Lithuania's law-enforcement have closed a 589-day investigation into political corruption allegations of one of the country's largest business concerns MG Baltic, the Liberal Movement and the Labour Party.
In the framework of the investigation, prosecutors interrogated more than 150 persons, including about 50 former or existing parliamentarians, ex-ministers and MEPs.
The probe involved more than 30 searches, checks of around 50 electronic devices and media, as well as around 50 specialist conclusions.
BNS is listing the main facts of the case.
Eligijus Masiulis: The former leader of the Liberal Movement and former parliamentarian is suspected of taking a bribe of over 100,000 euros from MG Baltic vice-president Raimondas Kurlianskis for the political party's operations in the concern's interest. He is suspected of taking a bribe for influence in the selection of a location in Vilnius for a monument to Jonas Basanavičius, parliamentary discussions of amendments of the Consumer Loan Law and a resolution on the Vilnius-Utena highway. All in all, searches of the former politician's home, office and car revealed around 250,000 euros. Masiulis faces suspicions of bribery, influence peddling and unlawful enrichment. He admits having taken money from Kurlianskis, however, claims it was a loan.
Šarūnas Gustainis: The ex-Liberal and former member of the Vilnius City Council is suspected of taking a bribe of nearly 9,000 euros for parliamentary decisions in MG Baltic benefit. The bribe was disguised as support to the public establishment Institute of Applied Politics. Prosecutors say that Gustainis, in response to Kurlianskis' request, registered amendments to the Consumer Loan Law in parliament and voted in support of their adoption. He is suspected of bribery. Gustainis has dismissed the suspicions as funny, pledging to definitely defend himself in court.

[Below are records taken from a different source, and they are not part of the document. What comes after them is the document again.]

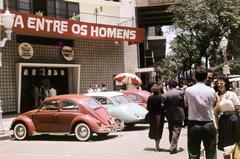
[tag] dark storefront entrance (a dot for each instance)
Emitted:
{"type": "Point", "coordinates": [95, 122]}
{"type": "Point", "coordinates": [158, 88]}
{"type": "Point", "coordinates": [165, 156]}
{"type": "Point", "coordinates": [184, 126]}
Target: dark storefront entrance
{"type": "Point", "coordinates": [64, 78]}
{"type": "Point", "coordinates": [41, 79]}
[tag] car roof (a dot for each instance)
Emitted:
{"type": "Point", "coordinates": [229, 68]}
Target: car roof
{"type": "Point", "coordinates": [143, 92]}
{"type": "Point", "coordinates": [69, 96]}
{"type": "Point", "coordinates": [105, 94]}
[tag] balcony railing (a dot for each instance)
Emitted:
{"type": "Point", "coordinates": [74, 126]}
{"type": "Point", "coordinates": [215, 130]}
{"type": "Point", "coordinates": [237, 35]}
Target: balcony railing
{"type": "Point", "coordinates": [104, 19]}
{"type": "Point", "coordinates": [141, 3]}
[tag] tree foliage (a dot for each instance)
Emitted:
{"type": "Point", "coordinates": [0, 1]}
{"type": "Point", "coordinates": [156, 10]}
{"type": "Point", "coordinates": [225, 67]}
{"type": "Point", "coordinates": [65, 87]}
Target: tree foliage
{"type": "Point", "coordinates": [202, 24]}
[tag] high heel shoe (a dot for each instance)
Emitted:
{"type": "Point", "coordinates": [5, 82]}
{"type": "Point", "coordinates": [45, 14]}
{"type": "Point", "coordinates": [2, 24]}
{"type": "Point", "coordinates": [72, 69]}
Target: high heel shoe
{"type": "Point", "coordinates": [157, 149]}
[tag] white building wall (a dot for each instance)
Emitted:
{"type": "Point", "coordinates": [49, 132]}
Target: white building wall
{"type": "Point", "coordinates": [125, 8]}
{"type": "Point", "coordinates": [1, 4]}
{"type": "Point", "coordinates": [130, 51]}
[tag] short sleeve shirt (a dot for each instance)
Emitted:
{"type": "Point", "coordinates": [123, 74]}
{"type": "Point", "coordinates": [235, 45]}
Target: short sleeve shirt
{"type": "Point", "coordinates": [201, 100]}
{"type": "Point", "coordinates": [228, 101]}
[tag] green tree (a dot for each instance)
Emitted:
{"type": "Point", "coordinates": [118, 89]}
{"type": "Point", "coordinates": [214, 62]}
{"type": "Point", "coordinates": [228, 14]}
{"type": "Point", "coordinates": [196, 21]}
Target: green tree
{"type": "Point", "coordinates": [206, 22]}
{"type": "Point", "coordinates": [167, 69]}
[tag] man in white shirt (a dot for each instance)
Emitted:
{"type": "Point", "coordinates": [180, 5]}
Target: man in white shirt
{"type": "Point", "coordinates": [52, 92]}
{"type": "Point", "coordinates": [200, 100]}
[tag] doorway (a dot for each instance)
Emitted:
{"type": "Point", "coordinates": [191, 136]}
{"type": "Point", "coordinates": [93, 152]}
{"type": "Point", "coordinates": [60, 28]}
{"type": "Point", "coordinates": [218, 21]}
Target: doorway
{"type": "Point", "coordinates": [65, 79]}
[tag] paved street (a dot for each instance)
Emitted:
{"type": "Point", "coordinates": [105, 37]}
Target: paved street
{"type": "Point", "coordinates": [129, 144]}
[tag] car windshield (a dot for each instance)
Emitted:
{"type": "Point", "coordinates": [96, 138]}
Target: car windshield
{"type": "Point", "coordinates": [92, 103]}
{"type": "Point", "coordinates": [121, 99]}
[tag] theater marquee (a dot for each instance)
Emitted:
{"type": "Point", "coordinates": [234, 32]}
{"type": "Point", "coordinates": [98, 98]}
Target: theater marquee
{"type": "Point", "coordinates": [57, 27]}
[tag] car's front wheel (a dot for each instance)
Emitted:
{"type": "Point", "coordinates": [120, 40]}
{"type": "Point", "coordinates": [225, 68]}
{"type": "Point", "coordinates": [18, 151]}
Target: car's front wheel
{"type": "Point", "coordinates": [20, 131]}
{"type": "Point", "coordinates": [82, 132]}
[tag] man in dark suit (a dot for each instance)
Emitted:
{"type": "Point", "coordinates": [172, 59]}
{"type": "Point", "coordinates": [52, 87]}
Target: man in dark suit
{"type": "Point", "coordinates": [173, 101]}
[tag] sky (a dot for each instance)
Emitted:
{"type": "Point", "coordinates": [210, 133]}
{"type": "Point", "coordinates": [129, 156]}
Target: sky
{"type": "Point", "coordinates": [170, 34]}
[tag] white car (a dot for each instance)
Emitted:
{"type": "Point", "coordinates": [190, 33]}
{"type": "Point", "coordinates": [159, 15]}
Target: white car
{"type": "Point", "coordinates": [121, 107]}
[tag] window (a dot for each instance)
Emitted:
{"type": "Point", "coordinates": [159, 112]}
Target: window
{"type": "Point", "coordinates": [134, 97]}
{"type": "Point", "coordinates": [73, 9]}
{"type": "Point", "coordinates": [24, 5]}
{"type": "Point", "coordinates": [11, 4]}
{"type": "Point", "coordinates": [61, 7]}
{"type": "Point", "coordinates": [93, 104]}
{"type": "Point", "coordinates": [104, 101]}
{"type": "Point", "coordinates": [51, 8]}
{"type": "Point", "coordinates": [50, 105]}
{"type": "Point", "coordinates": [69, 105]}
{"type": "Point", "coordinates": [121, 99]}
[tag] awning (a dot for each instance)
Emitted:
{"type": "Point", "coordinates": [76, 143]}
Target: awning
{"type": "Point", "coordinates": [144, 70]}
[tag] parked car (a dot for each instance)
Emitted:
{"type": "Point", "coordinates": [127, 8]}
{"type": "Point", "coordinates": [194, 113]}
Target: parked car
{"type": "Point", "coordinates": [65, 114]}
{"type": "Point", "coordinates": [138, 96]}
{"type": "Point", "coordinates": [120, 107]}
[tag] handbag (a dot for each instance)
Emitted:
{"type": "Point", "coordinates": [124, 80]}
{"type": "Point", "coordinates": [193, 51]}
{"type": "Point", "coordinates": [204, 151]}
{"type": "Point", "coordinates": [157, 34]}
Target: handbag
{"type": "Point", "coordinates": [147, 117]}
{"type": "Point", "coordinates": [236, 152]}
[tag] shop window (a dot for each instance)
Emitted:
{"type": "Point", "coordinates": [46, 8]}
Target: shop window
{"type": "Point", "coordinates": [51, 8]}
{"type": "Point", "coordinates": [11, 4]}
{"type": "Point", "coordinates": [19, 5]}
{"type": "Point", "coordinates": [61, 11]}
{"type": "Point", "coordinates": [45, 41]}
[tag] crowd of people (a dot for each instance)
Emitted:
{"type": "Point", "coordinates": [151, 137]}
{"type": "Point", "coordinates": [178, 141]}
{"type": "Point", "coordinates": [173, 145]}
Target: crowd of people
{"type": "Point", "coordinates": [103, 88]}
{"type": "Point", "coordinates": [212, 115]}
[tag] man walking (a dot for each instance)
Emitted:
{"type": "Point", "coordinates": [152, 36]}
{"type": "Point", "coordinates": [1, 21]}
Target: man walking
{"type": "Point", "coordinates": [173, 100]}
{"type": "Point", "coordinates": [200, 100]}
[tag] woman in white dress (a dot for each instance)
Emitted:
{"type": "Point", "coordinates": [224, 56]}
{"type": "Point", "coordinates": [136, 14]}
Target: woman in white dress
{"type": "Point", "coordinates": [228, 121]}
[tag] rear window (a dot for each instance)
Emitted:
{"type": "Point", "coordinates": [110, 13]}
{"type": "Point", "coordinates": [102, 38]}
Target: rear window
{"type": "Point", "coordinates": [93, 104]}
{"type": "Point", "coordinates": [121, 99]}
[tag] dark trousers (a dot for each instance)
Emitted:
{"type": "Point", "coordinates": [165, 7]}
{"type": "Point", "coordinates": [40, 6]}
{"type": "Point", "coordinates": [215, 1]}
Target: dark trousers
{"type": "Point", "coordinates": [199, 131]}
{"type": "Point", "coordinates": [174, 127]}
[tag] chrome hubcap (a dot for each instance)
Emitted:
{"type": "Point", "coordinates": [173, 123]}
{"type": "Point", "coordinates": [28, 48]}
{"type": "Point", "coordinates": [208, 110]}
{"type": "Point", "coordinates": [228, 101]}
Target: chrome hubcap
{"type": "Point", "coordinates": [83, 131]}
{"type": "Point", "coordinates": [20, 131]}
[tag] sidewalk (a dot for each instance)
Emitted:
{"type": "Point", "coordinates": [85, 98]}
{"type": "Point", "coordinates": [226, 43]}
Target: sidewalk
{"type": "Point", "coordinates": [7, 120]}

Gintaras Steponavičius: The former member of the Liberal Movement and MP is suspected of discussing unlawful funding of the Liberal Movement with MG Baltic vice-president, Kurlianskis, via a support fund bearing his name and the Freedom Studies Centre he had established. The authorities say Steponavičius finalized an agreement on support to the organizations and consequently voted in support to legal acts in favour of the concern. The law-enforcement has not specified any bills or sums. Steponavičius is suspected of abuse. The MP has admitted having discussed support to the two organizations, however, maintains he committed no crime, as he did not vote in support of decisions in the concern's interest.
Vytautas Gapšys: The law-enforcement suspect Kurlianskis paid the then MP, formerly a member of the Labour Party, around 27,000 euros to influence other members of the party to act in the interest of MG Baltic. Prosecutors say part of the bribe was disguised as discounts for the Labour Party's political advertisement broadcast on the television channel owned by the concern, while the other part of the sum was disguised as support to a public establishment. Gapšys is suspected of having acted for in the concern's interests during the parliamentary ballot on the amendments to the Profit Tax Law and the Consumer Loan Law, as well as on the Vilnius-Utena highway project.
Prosecutors suspect the former MP may have also influenced then Agriculture Minister Virginija Baltraitienė to act in the interest of MG Baltic, attempted to influence a decision on the future of Stasys Dailydka in the post of the state-run railway company Lietuvos Geležinkeliai, as well as influence the results of the public procurement tenders announced by the Ignalina Nuclear Power Plant. Gapšys faces suspicions of bribery and influence peddling. The ex-MP denies having taken a bribe, saying he did not vote in support of the bills in favour of the concern and claiming to have secured discounts for the Labour Party's advertisement campaign by way of negotiations.
Raimondas Kurlianskis: The vice-president of MG Baltic is suspected of bribing Masiulis, Steponavičius, Gapšys, as well as influence peddling. Kurlianskis has said he disagreed with the suspicions but has refrained from further comments. Earlier this week, he announced plans to sell his stake in a company operated by the concern and resign from all positions in MG Baltic after the deal has been finalized.
The Liberal Movement, the Labour Party and MG Baltic: Amid suspicions that MG Baltic, the Liberal Movement and the Labour Party benefited from possibly unlawful operations of their representatives, suspicions were brought against the three legal entities. The Labour Party stands suspicions of large-scale bribery and large-scale influence peddling, the Liberal Movement is suspected of bribery, influence peddling and abuse, while MG Baltic is suspected of bribing the parties and peddling influence.
MG Baltic representatives have dismissed the suspicions against the concern as the prosecutor's abuse of his power and psychological pressure. The two parties disagree with the suspicions, saying that individual persons in charge of certain actions should be held liable, while the organization that had not authorized them should be exempt.
Darius Mockus and Romanas Raulynaitis: In the framework of the investigation, prosecutors questioned MG Baltic president and owner Darius Mockus and board member Romanas Raulynaitis as special witnesses, a status of people who testify about their actions, while prosecutors lack data to list them as suspects.